Hacker News new | ask | show | jobs
by Kalium 3533 days ago
Imagine migrating your website to a new host. A month later, you learn that a major ISP has decided that its customers don't need to know about the move, because they hold on to last-known-good records as they like. So half your traffic and business is gone. Or maybe you can't use anything run on Heroku, because the dynamicism there doesn't play nice with your resolver's policies.

That's the kind of world we used to live in when TTLs were often treated as vague suggestions.

1 comments

The scenario I was describing was one where a last-known-good resolution would be used if and only if a refresh attempt fails after the authority-provided TTL expires.

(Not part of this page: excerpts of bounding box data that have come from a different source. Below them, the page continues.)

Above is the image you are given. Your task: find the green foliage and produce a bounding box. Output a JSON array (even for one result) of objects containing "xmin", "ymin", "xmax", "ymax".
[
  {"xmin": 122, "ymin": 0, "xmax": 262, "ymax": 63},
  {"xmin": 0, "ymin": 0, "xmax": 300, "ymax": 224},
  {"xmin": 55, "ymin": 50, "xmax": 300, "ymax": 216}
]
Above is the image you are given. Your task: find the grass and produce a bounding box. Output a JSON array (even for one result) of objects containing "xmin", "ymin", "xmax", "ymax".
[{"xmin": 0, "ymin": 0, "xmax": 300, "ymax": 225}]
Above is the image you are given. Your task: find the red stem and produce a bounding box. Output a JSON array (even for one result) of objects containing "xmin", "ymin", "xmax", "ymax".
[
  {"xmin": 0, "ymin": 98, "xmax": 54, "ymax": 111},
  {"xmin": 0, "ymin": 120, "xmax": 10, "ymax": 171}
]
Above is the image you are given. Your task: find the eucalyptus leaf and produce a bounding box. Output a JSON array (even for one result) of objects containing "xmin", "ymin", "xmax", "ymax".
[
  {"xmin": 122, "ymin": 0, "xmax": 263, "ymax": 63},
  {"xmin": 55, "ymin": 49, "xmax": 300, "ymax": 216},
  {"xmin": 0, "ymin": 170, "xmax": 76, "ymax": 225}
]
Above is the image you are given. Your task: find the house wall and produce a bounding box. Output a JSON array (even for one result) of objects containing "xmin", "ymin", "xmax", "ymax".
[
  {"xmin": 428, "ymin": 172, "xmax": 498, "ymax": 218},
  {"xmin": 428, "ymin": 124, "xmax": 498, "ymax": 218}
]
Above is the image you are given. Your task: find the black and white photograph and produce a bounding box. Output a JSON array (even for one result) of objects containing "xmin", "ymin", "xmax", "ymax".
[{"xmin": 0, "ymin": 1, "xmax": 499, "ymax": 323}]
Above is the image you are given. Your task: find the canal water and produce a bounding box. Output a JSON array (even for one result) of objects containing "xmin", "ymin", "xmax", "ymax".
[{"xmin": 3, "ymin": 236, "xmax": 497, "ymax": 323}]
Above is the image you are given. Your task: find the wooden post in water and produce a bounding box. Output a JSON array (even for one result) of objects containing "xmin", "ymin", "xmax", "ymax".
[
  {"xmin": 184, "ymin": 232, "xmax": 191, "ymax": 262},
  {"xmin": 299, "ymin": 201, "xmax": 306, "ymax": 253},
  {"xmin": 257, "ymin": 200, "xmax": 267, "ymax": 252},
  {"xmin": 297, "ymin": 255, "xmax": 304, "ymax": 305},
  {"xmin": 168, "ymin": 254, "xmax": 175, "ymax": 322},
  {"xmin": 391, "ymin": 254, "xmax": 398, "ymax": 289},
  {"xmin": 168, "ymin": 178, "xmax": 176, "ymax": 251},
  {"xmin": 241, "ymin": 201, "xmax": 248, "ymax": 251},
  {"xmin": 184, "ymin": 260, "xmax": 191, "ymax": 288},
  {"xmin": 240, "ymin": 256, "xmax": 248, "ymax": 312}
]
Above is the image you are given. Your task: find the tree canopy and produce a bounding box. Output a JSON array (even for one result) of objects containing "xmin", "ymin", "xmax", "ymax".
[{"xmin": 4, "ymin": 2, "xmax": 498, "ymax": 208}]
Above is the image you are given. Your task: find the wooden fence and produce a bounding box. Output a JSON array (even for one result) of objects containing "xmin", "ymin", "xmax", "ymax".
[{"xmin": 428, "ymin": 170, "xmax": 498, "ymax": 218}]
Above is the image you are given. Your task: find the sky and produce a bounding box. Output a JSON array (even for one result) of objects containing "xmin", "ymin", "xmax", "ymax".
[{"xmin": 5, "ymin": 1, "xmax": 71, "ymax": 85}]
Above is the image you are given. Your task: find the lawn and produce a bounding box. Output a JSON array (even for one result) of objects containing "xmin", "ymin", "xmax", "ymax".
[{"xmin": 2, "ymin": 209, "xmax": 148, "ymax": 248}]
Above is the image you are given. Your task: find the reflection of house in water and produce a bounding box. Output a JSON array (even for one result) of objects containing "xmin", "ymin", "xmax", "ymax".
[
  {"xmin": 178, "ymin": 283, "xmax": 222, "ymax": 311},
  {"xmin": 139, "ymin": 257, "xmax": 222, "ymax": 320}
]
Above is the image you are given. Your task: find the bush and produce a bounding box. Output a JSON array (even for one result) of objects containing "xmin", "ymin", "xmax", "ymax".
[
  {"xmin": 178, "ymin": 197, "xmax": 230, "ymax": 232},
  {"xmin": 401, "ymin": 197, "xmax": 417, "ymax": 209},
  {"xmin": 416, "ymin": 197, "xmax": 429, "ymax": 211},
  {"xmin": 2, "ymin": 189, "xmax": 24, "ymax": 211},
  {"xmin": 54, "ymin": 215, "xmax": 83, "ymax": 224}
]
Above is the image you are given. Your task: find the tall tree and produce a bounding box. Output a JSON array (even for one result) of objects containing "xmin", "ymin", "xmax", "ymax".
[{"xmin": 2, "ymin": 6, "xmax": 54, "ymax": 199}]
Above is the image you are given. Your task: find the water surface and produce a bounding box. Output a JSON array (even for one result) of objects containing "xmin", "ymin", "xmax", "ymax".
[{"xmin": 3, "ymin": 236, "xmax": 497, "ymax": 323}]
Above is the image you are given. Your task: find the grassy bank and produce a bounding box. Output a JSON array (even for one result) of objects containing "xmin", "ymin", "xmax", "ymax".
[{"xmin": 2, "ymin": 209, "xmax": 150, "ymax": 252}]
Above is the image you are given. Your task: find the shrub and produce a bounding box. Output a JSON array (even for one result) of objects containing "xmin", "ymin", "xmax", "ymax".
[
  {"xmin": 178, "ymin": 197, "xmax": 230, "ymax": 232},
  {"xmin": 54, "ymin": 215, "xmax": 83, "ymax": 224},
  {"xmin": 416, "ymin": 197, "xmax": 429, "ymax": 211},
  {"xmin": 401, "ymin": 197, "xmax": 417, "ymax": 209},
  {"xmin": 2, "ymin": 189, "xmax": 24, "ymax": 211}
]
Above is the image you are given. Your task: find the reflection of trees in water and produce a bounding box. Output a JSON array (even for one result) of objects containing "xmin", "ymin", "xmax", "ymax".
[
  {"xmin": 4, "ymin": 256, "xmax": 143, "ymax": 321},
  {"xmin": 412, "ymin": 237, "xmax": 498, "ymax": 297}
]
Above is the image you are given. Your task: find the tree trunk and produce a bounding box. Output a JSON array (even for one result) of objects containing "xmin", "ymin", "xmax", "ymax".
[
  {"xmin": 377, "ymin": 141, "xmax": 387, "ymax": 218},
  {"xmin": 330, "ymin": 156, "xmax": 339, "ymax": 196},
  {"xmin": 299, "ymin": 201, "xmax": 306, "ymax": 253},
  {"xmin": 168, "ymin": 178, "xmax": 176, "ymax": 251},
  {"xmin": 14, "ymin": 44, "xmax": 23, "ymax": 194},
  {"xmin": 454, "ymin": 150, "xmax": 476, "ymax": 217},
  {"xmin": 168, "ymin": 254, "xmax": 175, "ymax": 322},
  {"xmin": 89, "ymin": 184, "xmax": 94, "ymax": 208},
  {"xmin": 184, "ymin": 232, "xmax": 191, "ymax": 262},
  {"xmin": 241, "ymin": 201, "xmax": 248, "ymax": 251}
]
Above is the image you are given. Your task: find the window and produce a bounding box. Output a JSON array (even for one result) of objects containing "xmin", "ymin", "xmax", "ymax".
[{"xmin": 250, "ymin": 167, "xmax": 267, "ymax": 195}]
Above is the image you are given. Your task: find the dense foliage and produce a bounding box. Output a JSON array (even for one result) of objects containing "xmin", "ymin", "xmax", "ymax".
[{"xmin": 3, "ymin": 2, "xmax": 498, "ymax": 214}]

I believe the scenario you are describing is a rogue ISP ignoring that authoritative TTL wholesale, caching resolutions according to its own preferences regardless of whether the authority is able to provide a response after the authoritative TTL expires.

The rogue ISPs thought they were helping people by serving stale data. After all, better something past its use-by date than failing, right? A low tolerance for DNS response times, and suddenly large chunks of the internet are failing a lot...

Among other problems, this enables attacks. Leak a route, DDoS a DNS provider, and watch as traffic everywhere goes to an attack server because servers everywhere "protect" people by serving known-stale data rather than failing safe.

Be very, very careful when trying to be "safer". It can unintentionally lead somewhere very different.

> A low tolerance for DNS response times, and suddenly large chunks of the internet are failing a lot...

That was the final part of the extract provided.